Modifications include the code for pruning the graph and the correct order of
computations in order to complete the the pre-process stage. Data structures have been updated
to match the ones used in Dafne.
What follows is taken from the original comments.
##################################################################################
Implements the Spinner edge-based balanced k-way partitioning of a graph.
The algorithm partitions N vertices across k partitions, trying to keep the
number of edges in each partition similar. The algorithm is also able to
adapt a previous partitioning to a set of updates to the graph, e.g. adding
or removing vertices and edges. The algorithm can also adapt a previous
partitioning to updates to the number of partitions, e.g. adding or removing
partitions.
The algorithm works as follows:
1) The vertices are assigned to partitions according to the following
heuristics: a) If we are computing a new partitioning, assign the vertex to a
random partition b) If we are adapting the partitioning to graph changes: (i)
If the vertex was previously partitioned, assign the previous label (ii) If
the vertex is new, assign a random partition c) If we are adapting to changes
to the number of partitions: (i) If we are adding partitions: assign the
vertex to one of the new partitions (uniformly at random) with probability p
(see paper), (ii) If we are removing partitions: assign vertices belonging to
the removed partitions to the other partitions uniformly at random. After the
vertices are initialized, they communicate their label to their neighbors,
and update the partition loads according to their assignments.
2) Each vertex computes the score for each label based on loads and the
labels from incoming neighbors. If a new partition has higher score (or
depending on the heuristics used), the vertex decides to try to migrate
during the following superstep.
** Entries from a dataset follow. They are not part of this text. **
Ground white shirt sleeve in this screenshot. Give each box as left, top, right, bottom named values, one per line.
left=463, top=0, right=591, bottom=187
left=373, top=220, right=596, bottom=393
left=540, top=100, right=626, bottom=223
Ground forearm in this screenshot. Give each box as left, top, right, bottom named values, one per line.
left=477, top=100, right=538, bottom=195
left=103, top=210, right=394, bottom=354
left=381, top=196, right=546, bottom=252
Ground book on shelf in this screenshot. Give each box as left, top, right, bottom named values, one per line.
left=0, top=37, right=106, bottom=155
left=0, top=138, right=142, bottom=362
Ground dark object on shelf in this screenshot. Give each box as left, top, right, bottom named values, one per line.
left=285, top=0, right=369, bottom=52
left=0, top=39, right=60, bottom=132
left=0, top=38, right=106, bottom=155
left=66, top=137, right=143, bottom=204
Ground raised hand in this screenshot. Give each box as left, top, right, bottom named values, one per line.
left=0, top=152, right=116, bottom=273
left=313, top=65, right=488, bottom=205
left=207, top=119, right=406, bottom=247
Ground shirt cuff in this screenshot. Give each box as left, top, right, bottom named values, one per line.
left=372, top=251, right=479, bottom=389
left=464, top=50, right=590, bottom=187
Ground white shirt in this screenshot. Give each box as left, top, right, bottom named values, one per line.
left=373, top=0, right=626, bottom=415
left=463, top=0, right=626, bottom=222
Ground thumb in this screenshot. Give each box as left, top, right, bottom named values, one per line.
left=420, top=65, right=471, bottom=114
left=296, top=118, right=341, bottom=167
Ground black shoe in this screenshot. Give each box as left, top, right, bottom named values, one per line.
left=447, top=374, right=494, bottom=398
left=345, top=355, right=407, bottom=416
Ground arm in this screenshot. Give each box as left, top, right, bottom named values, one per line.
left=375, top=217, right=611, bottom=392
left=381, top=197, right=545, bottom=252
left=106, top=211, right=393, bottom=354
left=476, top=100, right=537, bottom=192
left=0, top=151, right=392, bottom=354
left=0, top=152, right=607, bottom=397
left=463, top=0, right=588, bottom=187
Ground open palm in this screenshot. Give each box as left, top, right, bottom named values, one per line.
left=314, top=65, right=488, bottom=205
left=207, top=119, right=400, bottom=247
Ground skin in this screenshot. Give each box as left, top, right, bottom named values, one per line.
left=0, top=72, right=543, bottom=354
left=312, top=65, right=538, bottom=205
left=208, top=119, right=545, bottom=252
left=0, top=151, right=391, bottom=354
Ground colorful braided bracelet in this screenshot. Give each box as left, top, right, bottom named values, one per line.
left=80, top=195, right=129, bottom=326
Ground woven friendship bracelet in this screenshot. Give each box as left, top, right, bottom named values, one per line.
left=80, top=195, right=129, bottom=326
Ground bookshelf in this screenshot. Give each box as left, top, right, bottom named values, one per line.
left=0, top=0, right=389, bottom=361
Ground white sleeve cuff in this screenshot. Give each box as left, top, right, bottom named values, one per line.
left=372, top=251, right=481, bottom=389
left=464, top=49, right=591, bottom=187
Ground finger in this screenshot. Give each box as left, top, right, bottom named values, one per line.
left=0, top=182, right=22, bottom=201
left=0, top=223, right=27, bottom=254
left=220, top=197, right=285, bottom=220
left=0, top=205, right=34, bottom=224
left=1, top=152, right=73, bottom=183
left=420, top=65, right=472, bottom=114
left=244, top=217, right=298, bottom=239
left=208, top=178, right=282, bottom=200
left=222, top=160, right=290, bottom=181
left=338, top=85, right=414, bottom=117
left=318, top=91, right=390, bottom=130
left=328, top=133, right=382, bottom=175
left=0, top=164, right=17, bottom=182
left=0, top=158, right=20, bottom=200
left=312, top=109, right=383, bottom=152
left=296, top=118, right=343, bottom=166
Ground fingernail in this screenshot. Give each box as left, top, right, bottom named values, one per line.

Otherwise, it does nothing.
3) Interested vertices try to migrate according to the ratio of vertices who
want to migrate to a partition i and the remaining capacity of partition i.
Vertices who succeed in the migration update the partition loads and
communicate their migration to their neighbors true a message.
4) Point (2) and (3) keep on being alternating until convergence is reach,
hence till the global score of the partitioning does not change for a number
of times over a certain threshold.
Each vertex stores the position of its neighbors in the edge values, to avoid
re-communicating labels at each iteration also for non-migrating vertices.
Due to the random access to edges, this class performs much better when using
OpenHashMapEdges class provided with this code.
To use the partitioning computed by this class in Giraph, see
PrefixHashPartitionerFactor
,
PrefixHashWorkerPartitioner
, and
LongWritable
.